我希望結果看起來像這樣,給出 27 種可能的組合:
Y X Z
0 3.0% 6.0% 1.0%
1 3.0% 6.0% 3.0%
2 3.0% 6.0% 5.0%
3 3.0% 8.0% 1.0%
4 3.0% 8.0% 3.0%
5 3.0% 8.0% 5.0%
6 3.0% 10.0% 1.0%
7 3.0% 10.0% 3.0%
8 3.0% 10.0% 5.0%
9 4.0% 8.0% 3.0%
10 4.0% 8.0% 1.0%
11 4.0% 8.0% 5.0%
12 4.0% 6.0% 1.0%
13 4.0% 6.0% 3.0%
14 4.0% 6.0% 5.0%
15 4.0% 10.0% 1.0%
16 4.0% 10.0% 3.0%
17 4.0% 10.0% 5.0%
18 5.0% 10.0% 5.0%
19 5.0% 10.0% 1.0%
20 5.0% 10.0% 3.0%
21 5.0% 8.0% 1.0%
22 5.0% 8.0% 3.0%
23 5.0% 8.0% 5.0%
24 5.0% 6.0% 1.0%
25 5.0% 6.0% 3.0%
26 5.0% 6.0% 5.0%
任何幫助將不勝感激。
讓我們嘗試連續交叉合並每個變量的值:
from functools import reduce
import pandas as pd
df = pd.DataFrame({'Variable_Name': {0: 'X', 1: 'Y', 2: 'Z'},
'Variable1': {0: '6.0%', 1: '3.0%', 2: '1.0%'},
'Variable2': {0: '8.0%', 1: '4.0%', 2: '3.0%'},
'Variable3': {0: '10.0%', 1: '5.0%', 2: '5.0%'}})

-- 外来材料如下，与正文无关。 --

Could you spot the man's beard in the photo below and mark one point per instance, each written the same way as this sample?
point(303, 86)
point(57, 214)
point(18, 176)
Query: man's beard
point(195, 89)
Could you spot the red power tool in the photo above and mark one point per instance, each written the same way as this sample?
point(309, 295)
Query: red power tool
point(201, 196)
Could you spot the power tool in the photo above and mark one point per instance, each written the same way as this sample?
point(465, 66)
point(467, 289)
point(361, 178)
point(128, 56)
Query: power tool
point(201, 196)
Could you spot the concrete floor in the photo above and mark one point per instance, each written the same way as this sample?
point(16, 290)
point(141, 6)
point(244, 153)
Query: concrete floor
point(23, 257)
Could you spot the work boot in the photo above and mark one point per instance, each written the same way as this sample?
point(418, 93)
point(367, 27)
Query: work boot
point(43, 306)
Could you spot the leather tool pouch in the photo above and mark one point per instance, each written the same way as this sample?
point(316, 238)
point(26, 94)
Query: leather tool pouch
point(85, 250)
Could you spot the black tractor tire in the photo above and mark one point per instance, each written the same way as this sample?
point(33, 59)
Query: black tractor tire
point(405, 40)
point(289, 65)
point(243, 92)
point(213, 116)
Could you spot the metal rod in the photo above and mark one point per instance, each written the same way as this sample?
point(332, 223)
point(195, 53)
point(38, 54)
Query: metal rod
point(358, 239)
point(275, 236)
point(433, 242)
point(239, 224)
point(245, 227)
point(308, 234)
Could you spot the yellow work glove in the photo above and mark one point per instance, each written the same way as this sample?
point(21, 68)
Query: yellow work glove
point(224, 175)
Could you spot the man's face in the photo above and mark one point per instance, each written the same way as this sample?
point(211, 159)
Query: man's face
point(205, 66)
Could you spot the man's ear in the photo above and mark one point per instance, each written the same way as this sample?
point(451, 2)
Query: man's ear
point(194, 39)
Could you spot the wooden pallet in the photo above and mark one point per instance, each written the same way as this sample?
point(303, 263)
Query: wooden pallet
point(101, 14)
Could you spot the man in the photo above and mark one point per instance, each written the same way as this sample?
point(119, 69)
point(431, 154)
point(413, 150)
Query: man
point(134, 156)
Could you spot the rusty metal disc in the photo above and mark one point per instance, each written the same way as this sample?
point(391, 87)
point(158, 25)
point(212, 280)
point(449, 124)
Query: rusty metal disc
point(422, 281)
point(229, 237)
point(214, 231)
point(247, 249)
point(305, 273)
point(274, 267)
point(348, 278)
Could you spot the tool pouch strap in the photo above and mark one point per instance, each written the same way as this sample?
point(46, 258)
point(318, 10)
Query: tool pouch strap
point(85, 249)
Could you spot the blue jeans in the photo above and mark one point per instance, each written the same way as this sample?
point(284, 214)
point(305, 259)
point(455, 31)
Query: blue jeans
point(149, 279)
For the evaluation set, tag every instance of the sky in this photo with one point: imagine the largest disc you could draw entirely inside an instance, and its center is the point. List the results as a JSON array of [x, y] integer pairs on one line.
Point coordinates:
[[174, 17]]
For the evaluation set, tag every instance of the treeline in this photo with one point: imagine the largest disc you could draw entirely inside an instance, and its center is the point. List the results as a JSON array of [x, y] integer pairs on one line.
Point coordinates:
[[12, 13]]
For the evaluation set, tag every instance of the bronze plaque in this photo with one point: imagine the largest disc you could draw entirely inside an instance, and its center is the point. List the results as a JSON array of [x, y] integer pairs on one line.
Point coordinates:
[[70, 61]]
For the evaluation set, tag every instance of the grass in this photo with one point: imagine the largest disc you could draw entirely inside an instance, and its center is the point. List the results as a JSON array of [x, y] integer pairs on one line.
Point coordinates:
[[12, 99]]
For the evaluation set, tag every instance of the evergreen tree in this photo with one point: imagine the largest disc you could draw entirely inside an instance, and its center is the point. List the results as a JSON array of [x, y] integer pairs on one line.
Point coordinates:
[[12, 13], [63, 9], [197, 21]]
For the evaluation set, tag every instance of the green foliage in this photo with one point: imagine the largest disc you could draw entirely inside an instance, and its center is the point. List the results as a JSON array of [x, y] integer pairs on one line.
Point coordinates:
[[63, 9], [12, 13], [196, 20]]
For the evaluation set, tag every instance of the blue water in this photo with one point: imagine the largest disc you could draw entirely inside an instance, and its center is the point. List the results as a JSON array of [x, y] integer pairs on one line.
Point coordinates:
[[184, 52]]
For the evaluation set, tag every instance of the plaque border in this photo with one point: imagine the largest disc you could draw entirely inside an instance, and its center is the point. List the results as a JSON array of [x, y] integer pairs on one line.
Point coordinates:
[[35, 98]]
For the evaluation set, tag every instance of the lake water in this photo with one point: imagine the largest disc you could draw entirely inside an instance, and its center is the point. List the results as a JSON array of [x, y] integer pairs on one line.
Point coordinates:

# Save Var Names for later
var_names = df['Variable_Name']
# Get Variables Options in Own Rows
new_df = df.set_index('Variable_Name').stack() \
.droplevel(1, 0) \
.reset_index()
# Get Collection of DataFrames each with its own variable
dfs = tuple(new_df[new_df['Variable_Name'].eq(v)]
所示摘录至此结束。